This coming Sunday, January 31, the man who saved my grandfather and thousands of other Jews from the Holocaust will finally be getting his own film adaptation. “Persona Non Grata,” which will have its U.S. premiere next week at the Atlanta Jewish Film Festival, tells the story of Chiune Sugihara, a Japanese consul who granted 3,500 transit visas to fleeing Lithuanian Jewish refugees–including many yeshiva students–without the approval of his government.
As Yad Vashem recounts:
The Japanese consul asked for time to obtain authorization from his superiors to grant the visas. Nothing indicated that the Japanese Foreign Ministry would agree to this unusual request. However, Sugihara was very troubled by the refugees’ plight and therefore began issuing visas at his own initiative and without having obtained his ministry’s support. Nine days later the response from Tokyo arrived. The proposal was rejected, and authorization to grant transit visas was denied. Sugihara decided to continue with the distribution of the visas anyhow. His wife later described how the predicament of the desperate Jewish refugees had impacted her husband. After the meeting with the delegation he was troubled and contemplative until he decided to go ahead and disobey his orders. Within a brief span of time before the consulate was closed down and Sugihara had to leave Kaunas, he provided approximately 3,500 transit visas. Thanks to Sugihara they were able to leave Europe and the murder that was to begin a year later. Among the recipients of visas were many rabbis and Talmudic students. Their narrow escape enabled them to re-establish the Jewish traditional schools elsewhere.

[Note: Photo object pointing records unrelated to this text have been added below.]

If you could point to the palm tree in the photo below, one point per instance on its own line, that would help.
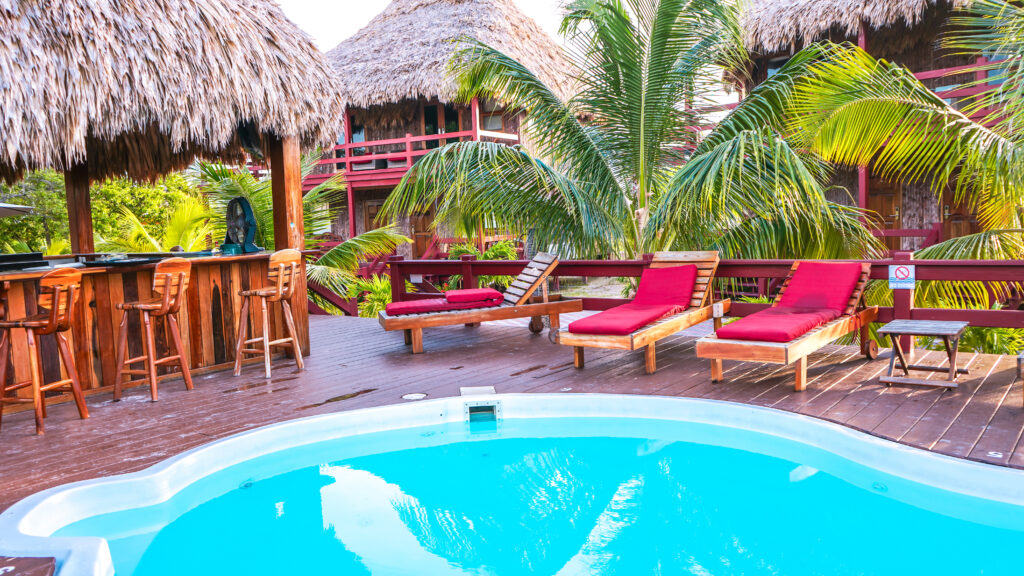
(602, 173)
(337, 268)
(188, 229)
(847, 108)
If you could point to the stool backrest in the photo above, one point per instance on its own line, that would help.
(284, 269)
(170, 279)
(57, 291)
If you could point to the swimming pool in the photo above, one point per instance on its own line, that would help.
(562, 484)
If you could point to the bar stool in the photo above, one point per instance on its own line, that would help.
(57, 291)
(170, 279)
(284, 268)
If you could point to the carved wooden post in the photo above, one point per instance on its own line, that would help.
(286, 183)
(79, 208)
(397, 279)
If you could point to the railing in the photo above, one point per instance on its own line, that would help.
(767, 273)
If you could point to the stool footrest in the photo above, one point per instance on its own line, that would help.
(167, 360)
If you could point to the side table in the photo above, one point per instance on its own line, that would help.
(949, 332)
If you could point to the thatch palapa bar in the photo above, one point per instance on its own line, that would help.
(99, 88)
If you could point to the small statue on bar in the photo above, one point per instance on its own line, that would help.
(241, 229)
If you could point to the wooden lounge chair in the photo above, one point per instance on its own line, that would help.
(646, 337)
(853, 318)
(516, 303)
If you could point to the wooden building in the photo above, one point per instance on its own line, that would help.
(401, 99)
(98, 89)
(904, 32)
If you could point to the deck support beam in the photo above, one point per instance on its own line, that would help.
(79, 208)
(289, 232)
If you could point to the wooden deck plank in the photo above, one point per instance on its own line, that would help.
(355, 364)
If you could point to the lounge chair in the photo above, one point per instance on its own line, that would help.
(473, 306)
(817, 303)
(674, 293)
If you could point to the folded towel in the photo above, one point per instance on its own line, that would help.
(472, 295)
(434, 304)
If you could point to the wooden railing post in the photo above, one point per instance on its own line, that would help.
(397, 279)
(469, 279)
(903, 305)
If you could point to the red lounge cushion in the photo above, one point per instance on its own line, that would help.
(821, 285)
(622, 320)
(472, 295)
(777, 324)
(434, 304)
(673, 286)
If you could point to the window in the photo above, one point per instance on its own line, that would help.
(774, 65)
(492, 122)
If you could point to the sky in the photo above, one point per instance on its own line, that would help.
(330, 22)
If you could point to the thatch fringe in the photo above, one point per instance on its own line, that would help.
(141, 88)
(403, 52)
(774, 26)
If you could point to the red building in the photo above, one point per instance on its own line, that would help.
(400, 98)
(906, 33)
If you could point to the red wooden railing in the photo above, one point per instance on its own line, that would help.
(767, 274)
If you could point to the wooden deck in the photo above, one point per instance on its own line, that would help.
(355, 364)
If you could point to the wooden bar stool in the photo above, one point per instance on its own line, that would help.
(284, 268)
(170, 279)
(57, 291)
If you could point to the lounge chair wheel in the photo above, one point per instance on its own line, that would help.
(872, 350)
(537, 324)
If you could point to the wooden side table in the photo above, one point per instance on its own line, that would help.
(949, 332)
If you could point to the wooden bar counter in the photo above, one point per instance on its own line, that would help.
(209, 318)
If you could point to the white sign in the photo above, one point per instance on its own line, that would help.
(901, 277)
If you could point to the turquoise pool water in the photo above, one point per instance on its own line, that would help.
(560, 496)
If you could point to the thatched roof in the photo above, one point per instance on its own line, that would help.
(141, 88)
(773, 26)
(403, 52)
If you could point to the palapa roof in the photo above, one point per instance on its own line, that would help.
(403, 52)
(141, 88)
(773, 26)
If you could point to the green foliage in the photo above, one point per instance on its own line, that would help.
(221, 183)
(611, 183)
(188, 227)
(46, 229)
(503, 250)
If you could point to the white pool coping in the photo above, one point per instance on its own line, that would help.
(25, 528)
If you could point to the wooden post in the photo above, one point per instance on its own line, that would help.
(286, 184)
(474, 114)
(862, 170)
(397, 279)
(79, 208)
(903, 305)
(468, 276)
(350, 194)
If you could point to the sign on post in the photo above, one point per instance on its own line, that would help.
(901, 277)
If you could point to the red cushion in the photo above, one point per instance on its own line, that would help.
(434, 304)
(777, 324)
(673, 286)
(821, 285)
(622, 320)
(472, 295)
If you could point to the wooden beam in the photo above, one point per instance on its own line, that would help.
(79, 208)
(286, 184)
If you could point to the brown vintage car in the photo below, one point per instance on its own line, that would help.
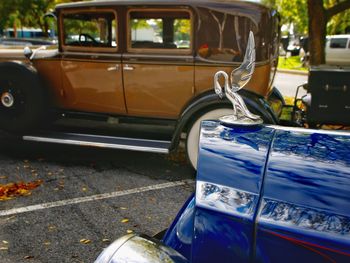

Ultimately dismissed from the Japanese Foreign Service, Sugihara lived out his post-war life in obscurity, doing menial work to support his family. He was eventually tracked down in 1968 by one of the Jews he saved, then an economic attaché to the Israeli Embassy in Tokyo, and brought to Israel, where he received a hero’s welcome. In 1984, Yad Vashem recognized Sugihara as one of the Righteous Among the Nations. Two years later, he died.
Though Sugihara’s story has been the subject of several documentaries, it has not received biopic treatment until now. “Persona Non Grata” was directed by Japanese-American director Cellin Gluck, filmed in Poland, and stars Toshiaki Karasawa in the lead role.